In the fuel loading industry where a fuel truck is being loaded with liquid that is often flammable, in order to meet mandated safety requirements, several parameters of the fuel transfer are routinely monitored for compliance with loading operations standards. These systems, generally, connect to sensors on vehicles, for example, tanker trucks, that verify system and truck status prior to beginning a filling process. In some instances, the system is checked to verify that a ground connection is established in addition to determining that the sensors in the tanks are dry, in other words, the tanks are not already full and, therefore, there is no risk to filling the tanks and causing a spill. As known, these connections are established using industry standard connecting plugs and terminals that the fuel trucks and the loading racks must each provide.
The sensors on the vehicle being filled, often a tanker truck, are connected to a controllers at a loading rack that must detect a safe condition before allowing fuel to flow. The connections between the vehicle and the loading rack are accomplished through multi-conductor cables and plug/socket assemblies. The plug and socket connect to one another with a set of interlocking pins and associated “J” slots. These cables are typically coiled and terminate in a junction box at the rack end of the cable.
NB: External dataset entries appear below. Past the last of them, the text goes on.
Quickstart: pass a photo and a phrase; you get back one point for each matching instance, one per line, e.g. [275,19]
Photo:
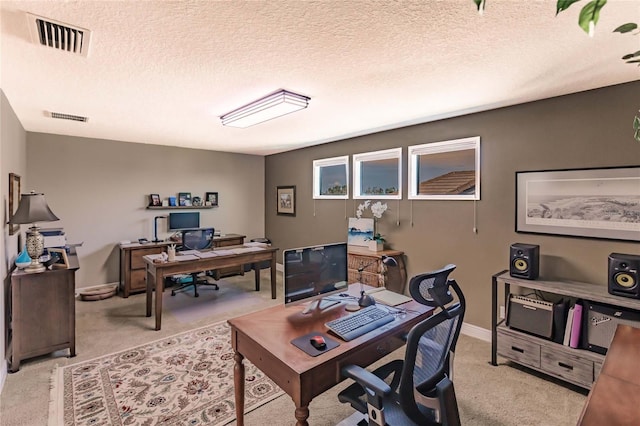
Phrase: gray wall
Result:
[100,188]
[589,129]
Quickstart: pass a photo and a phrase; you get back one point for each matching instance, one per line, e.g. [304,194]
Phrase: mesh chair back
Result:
[431,288]
[197,239]
[431,343]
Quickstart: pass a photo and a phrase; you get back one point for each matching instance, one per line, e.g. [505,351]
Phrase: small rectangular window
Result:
[378,174]
[448,170]
[331,178]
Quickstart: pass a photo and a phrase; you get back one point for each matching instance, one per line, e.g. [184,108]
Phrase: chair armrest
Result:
[366,379]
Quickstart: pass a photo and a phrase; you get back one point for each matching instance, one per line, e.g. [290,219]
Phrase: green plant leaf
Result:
[590,13]
[564,5]
[625,28]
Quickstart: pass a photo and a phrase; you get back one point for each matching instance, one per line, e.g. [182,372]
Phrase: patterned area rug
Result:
[186,379]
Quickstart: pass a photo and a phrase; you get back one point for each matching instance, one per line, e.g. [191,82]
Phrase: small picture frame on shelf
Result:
[211,199]
[184,199]
[59,257]
[154,200]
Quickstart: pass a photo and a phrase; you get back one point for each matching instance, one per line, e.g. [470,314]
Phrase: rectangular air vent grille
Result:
[47,32]
[69,117]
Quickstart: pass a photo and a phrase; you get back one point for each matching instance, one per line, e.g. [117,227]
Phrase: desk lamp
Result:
[366,299]
[155,228]
[33,208]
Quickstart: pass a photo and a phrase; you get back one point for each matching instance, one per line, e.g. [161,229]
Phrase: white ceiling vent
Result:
[57,35]
[71,117]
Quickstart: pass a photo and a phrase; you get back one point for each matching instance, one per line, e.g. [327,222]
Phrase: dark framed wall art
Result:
[592,203]
[211,199]
[286,200]
[14,200]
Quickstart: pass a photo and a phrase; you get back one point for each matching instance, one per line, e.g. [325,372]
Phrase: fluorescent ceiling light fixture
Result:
[275,105]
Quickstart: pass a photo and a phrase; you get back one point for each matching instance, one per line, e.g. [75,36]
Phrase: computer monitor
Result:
[197,239]
[180,221]
[311,273]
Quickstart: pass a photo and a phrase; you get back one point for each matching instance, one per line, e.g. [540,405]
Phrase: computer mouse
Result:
[318,342]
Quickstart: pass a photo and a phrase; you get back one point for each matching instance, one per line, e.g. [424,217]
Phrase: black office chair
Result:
[418,390]
[194,239]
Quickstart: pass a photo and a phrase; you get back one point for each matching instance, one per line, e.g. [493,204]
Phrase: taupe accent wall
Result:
[100,188]
[12,160]
[588,129]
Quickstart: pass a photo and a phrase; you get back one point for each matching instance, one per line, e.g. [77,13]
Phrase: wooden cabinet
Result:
[132,268]
[373,274]
[42,313]
[578,366]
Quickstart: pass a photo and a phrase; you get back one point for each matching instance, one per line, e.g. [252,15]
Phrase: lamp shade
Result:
[33,208]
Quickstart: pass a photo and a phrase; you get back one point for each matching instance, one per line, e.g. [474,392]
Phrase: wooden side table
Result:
[42,313]
[394,279]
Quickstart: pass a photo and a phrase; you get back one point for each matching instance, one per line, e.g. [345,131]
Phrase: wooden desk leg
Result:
[238,383]
[302,414]
[159,291]
[149,291]
[256,271]
[273,275]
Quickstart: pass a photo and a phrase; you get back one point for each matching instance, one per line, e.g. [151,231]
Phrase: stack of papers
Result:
[389,298]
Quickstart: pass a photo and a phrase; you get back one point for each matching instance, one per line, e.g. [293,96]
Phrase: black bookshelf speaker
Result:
[623,275]
[524,261]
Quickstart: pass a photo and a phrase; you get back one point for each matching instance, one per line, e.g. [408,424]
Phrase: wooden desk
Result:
[132,267]
[264,338]
[42,313]
[157,272]
[615,397]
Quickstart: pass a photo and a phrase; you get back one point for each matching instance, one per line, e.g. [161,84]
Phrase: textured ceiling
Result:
[162,72]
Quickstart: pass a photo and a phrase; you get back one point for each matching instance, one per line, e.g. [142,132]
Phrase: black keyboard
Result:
[358,323]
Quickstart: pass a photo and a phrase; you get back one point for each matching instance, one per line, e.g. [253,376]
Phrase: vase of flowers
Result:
[376,243]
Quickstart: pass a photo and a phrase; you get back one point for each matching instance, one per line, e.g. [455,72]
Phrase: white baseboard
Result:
[78,290]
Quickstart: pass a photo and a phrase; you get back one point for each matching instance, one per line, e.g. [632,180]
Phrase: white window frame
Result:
[416,151]
[358,159]
[325,162]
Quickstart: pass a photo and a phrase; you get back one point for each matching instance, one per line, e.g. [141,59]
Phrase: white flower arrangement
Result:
[377,209]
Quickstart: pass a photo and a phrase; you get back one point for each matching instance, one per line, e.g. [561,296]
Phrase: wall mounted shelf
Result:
[178,207]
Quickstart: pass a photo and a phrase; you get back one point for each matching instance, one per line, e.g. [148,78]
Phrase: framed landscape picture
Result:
[592,203]
[286,200]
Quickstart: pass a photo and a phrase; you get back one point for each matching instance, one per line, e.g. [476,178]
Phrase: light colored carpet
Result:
[229,298]
[487,395]
[186,378]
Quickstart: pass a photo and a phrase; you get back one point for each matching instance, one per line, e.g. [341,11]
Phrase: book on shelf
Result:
[568,327]
[576,327]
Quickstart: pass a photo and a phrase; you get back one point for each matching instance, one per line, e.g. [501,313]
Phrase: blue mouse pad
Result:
[304,343]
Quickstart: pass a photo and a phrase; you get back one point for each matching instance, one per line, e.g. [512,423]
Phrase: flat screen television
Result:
[312,273]
[187,220]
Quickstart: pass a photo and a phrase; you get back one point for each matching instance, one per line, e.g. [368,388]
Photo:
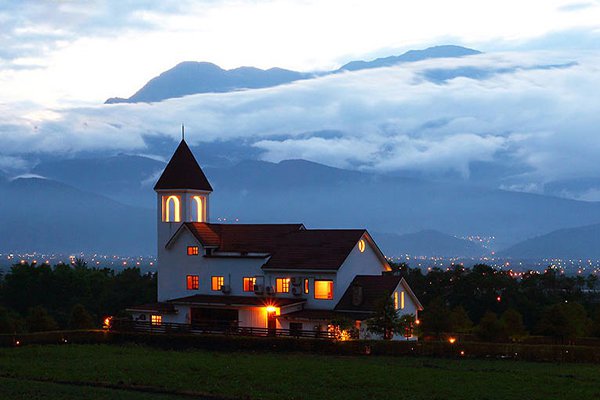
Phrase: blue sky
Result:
[60,60]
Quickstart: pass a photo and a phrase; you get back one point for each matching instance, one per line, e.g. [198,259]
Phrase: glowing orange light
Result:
[200,206]
[361,245]
[166,210]
[107,322]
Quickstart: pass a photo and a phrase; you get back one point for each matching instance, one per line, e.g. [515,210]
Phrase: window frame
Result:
[315,289]
[220,280]
[285,285]
[248,279]
[192,282]
[193,250]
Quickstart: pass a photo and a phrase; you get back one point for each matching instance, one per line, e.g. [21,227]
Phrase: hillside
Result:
[579,243]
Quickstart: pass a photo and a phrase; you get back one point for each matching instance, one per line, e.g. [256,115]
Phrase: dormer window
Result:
[171,209]
[199,208]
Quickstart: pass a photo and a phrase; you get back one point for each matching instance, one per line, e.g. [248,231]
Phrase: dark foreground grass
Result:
[282,376]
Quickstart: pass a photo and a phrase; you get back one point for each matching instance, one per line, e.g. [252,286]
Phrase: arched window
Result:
[199,212]
[171,209]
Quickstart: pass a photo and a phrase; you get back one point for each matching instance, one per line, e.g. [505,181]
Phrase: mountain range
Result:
[121,208]
[191,77]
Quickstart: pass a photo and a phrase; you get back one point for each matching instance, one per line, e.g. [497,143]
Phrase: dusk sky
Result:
[60,61]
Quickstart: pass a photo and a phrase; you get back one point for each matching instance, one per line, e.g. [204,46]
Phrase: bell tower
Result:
[182,194]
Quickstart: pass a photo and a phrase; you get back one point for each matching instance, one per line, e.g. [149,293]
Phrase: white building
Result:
[260,276]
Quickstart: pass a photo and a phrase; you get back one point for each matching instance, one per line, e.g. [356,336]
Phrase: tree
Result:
[564,321]
[490,328]
[386,321]
[461,323]
[38,320]
[436,318]
[512,322]
[80,318]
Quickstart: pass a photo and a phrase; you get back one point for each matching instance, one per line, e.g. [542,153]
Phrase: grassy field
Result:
[136,372]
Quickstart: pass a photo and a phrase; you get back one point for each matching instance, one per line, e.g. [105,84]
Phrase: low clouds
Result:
[388,120]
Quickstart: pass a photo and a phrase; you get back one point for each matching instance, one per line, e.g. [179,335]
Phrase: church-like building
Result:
[270,277]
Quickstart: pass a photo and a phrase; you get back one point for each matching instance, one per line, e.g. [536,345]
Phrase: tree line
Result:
[40,297]
[496,305]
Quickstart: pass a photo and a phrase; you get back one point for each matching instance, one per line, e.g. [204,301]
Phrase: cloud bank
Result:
[545,120]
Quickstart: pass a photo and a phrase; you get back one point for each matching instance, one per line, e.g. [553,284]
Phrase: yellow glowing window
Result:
[171,209]
[200,209]
[361,245]
[249,284]
[282,285]
[323,290]
[193,282]
[402,300]
[217,282]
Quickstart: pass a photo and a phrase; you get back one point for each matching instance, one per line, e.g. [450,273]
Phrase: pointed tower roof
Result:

During normal operation, after the fuel loading has completed, the cables are intended to be disconnected by the truck driver or operator. On occasion, however, a driver forgets to remove the cable and drives off with it still connected between the now moving truck and the stationary rack resulting in damage to both the cable and the rack equipment.
While there are several approaches available to prevent a driver from pulling away without first removing the cable they are either not universally in use, frequently ignored or actively over-ridden.
What is needed is a mechanism to minimize the amount of damage that is incurred when a truck pulls away from a fueling rack with a sensor cable still attached. In addition, a solution to reducing damage from “runaway” trucks must also accommodate the different types of connectors that may be found in a fleet of tanker trucks
Embodiments of the present invention prevent damage to loading racks and associated cabling by providing an extension cable with a sequenced disconnect mode of operation such that the cable is designed to come apart or release at forces below which any damage is done to the rack equipment. The design is such that the disconnect is sequenced and can be calibrated, or set, to accommodate different force requirements that will avoid damage to the rack in the event a connected truck pulls away.
One embodiment of the present invention consists of a cable that has at one end a standard plug assembly as is currently used to connect to a vehicle. The other end is provided with a plug that has a number of wires that are arranged so as to disconnect in a predetermined sequence. The disconnect plug is designed to fit into a standard plug assembly. This end of the plug presents the same set of pins as a truck thus simply extending the existing cable by the extender length. The interconnection method is the same pin/“J” slot used to connect to a vehicle.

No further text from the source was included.